Video technology: The future for high street stores

Rosie Lintott 20 December 2019 (Last Updated December 23rd, 2019 09:24)

High street retailers are under pressure from online competition, but the use of video technology could benefit in-store operations and keep consumers coming into the shops. With innovations being introduced in stores such as Whole Foods installing a robotic barista in the US, video technology within the retail industry could be a positive step.

Video technology: The future for high street stores
Nigel Ashman talks to Retail Insight Network about video technology in the high street. Credit: Leonard Bentley

High street retailers are under pressure from online competition, but the use of video technology could benefit in-store operations and keep consumers coming into the shops. With innovations being introduced in stores such as Whole Foods installing a robotic barista in the US, video technology within the retail industry could be a positive step.
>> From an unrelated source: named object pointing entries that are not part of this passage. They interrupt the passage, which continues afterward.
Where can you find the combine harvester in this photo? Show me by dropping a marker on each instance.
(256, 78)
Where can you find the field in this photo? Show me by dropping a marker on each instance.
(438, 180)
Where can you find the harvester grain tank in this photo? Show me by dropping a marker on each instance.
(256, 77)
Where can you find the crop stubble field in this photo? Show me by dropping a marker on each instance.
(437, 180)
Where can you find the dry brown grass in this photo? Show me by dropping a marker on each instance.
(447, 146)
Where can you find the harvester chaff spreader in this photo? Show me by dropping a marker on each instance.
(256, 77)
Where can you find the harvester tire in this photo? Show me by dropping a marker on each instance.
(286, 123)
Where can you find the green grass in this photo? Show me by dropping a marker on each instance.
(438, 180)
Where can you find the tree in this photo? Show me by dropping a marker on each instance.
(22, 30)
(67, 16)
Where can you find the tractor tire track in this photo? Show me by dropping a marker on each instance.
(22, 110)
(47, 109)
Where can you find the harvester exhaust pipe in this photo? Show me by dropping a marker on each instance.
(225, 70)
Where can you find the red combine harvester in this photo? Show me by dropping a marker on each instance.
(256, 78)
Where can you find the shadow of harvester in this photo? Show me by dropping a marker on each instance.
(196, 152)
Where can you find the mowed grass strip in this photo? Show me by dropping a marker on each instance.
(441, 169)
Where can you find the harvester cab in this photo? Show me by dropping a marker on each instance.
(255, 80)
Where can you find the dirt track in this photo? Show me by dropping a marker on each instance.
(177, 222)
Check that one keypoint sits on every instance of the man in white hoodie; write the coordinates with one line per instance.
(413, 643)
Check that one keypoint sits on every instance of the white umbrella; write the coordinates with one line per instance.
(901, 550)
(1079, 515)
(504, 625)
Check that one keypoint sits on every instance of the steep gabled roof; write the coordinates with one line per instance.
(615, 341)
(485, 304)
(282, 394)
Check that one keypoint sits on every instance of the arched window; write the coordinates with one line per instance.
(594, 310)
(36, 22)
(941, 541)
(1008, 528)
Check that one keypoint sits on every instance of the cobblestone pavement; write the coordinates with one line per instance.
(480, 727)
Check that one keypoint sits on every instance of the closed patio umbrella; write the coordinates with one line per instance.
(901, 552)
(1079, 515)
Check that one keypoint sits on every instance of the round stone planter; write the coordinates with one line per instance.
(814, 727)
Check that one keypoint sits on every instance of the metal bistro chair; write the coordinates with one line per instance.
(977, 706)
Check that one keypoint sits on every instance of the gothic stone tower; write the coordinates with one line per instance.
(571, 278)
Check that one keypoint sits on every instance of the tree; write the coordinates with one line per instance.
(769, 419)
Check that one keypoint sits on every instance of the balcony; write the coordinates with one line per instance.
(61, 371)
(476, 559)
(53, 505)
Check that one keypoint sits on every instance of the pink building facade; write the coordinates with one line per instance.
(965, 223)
Retail Insight Network speaks with ONVU Retail president Nigel Ashman about the use of video technology on the high street and whether retailers should adopt new technology to keep consumer engagement.

The customer journey

Using video analytics, retailers can monitor customers when they enter the shop. Smart video makes it easier for retailers to see areas that customers are spending more time in and where they are not. The use of smart video can help retailers decide the layout of the store and how to customise it to suit customers’ needs.
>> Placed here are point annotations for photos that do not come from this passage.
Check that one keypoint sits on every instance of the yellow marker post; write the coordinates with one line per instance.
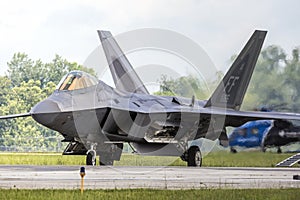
(82, 174)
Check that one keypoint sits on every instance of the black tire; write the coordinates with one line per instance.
(233, 150)
(89, 159)
(194, 157)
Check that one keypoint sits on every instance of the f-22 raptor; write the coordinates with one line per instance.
(97, 119)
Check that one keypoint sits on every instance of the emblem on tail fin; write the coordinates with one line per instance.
(231, 91)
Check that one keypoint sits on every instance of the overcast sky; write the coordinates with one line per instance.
(42, 29)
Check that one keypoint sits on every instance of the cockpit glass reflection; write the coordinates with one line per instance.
(77, 80)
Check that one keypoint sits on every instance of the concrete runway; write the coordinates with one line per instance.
(67, 177)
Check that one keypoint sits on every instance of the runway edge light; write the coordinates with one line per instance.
(82, 174)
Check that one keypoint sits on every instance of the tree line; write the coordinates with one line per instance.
(275, 83)
(26, 83)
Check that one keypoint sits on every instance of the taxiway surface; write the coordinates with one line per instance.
(100, 177)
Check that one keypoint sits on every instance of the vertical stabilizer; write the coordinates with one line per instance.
(231, 91)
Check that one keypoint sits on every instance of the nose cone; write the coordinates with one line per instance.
(45, 112)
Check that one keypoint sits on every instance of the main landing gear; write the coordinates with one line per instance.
(193, 157)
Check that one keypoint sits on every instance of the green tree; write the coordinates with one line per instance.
(27, 83)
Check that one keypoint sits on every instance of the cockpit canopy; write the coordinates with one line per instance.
(75, 80)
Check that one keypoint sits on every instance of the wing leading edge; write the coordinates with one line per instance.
(15, 116)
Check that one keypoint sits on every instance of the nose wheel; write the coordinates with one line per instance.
(91, 155)
(91, 158)
(193, 157)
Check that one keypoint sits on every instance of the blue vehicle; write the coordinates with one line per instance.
(263, 134)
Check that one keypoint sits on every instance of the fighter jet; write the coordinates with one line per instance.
(97, 119)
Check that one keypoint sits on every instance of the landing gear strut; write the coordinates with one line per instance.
(91, 155)
(193, 157)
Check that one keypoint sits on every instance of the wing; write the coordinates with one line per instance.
(15, 116)
(125, 77)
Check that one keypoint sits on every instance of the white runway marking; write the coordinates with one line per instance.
(67, 177)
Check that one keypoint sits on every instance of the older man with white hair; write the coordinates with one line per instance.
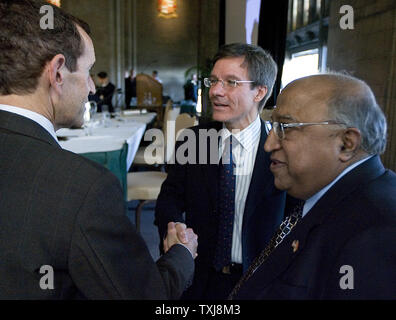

Ashman says: “The experience of shopping is extremely important when winning over consumers. We can categorise consumers into two types; people who ‘go’ shopping or people who ‘do’ shopping. Video analytics can help engage both types of customers. People who go shopping are looking for a good experience and to enjoy the process of browsing. This means the displays they see whilst meandering through the store are key, as they could inspire them to change their behaviour and pick an additional item up.

“On the other hand, people who do shopping normally have a very particular product in mind which they want to purchase. The actual functionality of the store is of great importance. They need a clear pathway and signage to each area. For example, they might be searching for a spatula in a department store but the path to get to the homeware sections is complicated, not clearly signposted and there are no staff on hand to assist. This could lead to the customer becoming frustrated and leaving the store, never finding the product.”

Staff placement

Using smart video to observe where staff members are being used and where they can be more useful within the store is another benefit of video technology. For example, if there is a build-up of customers at the till the video technology will be able to make the decision to send a text alert for a member of staff to help at the checkout, instead of a senior member of staff having to monitor the situation.

Ashman continues: “A main draw for customers to go to a physical store over an online retailer is there are staff on hand to give advice if and when they are needed. Using sales assistants for their intended use – to sell and assist the customers – can really make the difference in a big sale. This effective use of staff will bolster sales and will entice more customers to enter the physical store rather than just ordering online.

“360-degree video can also be used to measure the amount of staff to customer ratio. Over-staffing is a common issue within stores and can be a huge drain on resources. Video allows senior management to instantly see metrics such as conversion, sales and footfall. The integration of these metrics into an easily usable dashboard not only helps retailers make the correct staffing decisions whilst reducing losses due to overstaffing, it also allows staff to track their own progress on shifts, therefore encouraging staff to push for more sales and to improve performance.”

Visual merchandising

Designing displays in shops takes a lot of time and effort but there is no way of measuring if it brings in more customers. The visual merchandising team would audit all shop displays which can take up more time and money that retailers may not have, using video technology can benefit shops in this way.

Ashman says: “The remote access capabilities of 360-degree video means there is a direct line between the VM design manager and the store, resulting in an enormous amount of savings on travel expenses and time. The VM team can then check whether the display is capturing consumers’ attention and adapt as they see fit. They can also combine this data with the heat mapping and place the really engaging displays on the most-trod path through the store.”

Stepping into the future

Ashman ends by looking into the future of high street retail and how the use of video technology can benefit retailers as a whole.

“By smashing through old conventions, smart video can become an extremely valuable resource for retailers,” he says. “Not only does it give good security, but it gives the retailer the power of data like they’ve never had before. To be able to compete with big tech e-commerce brands, retailers need to adopt new tech to play them at their own game.”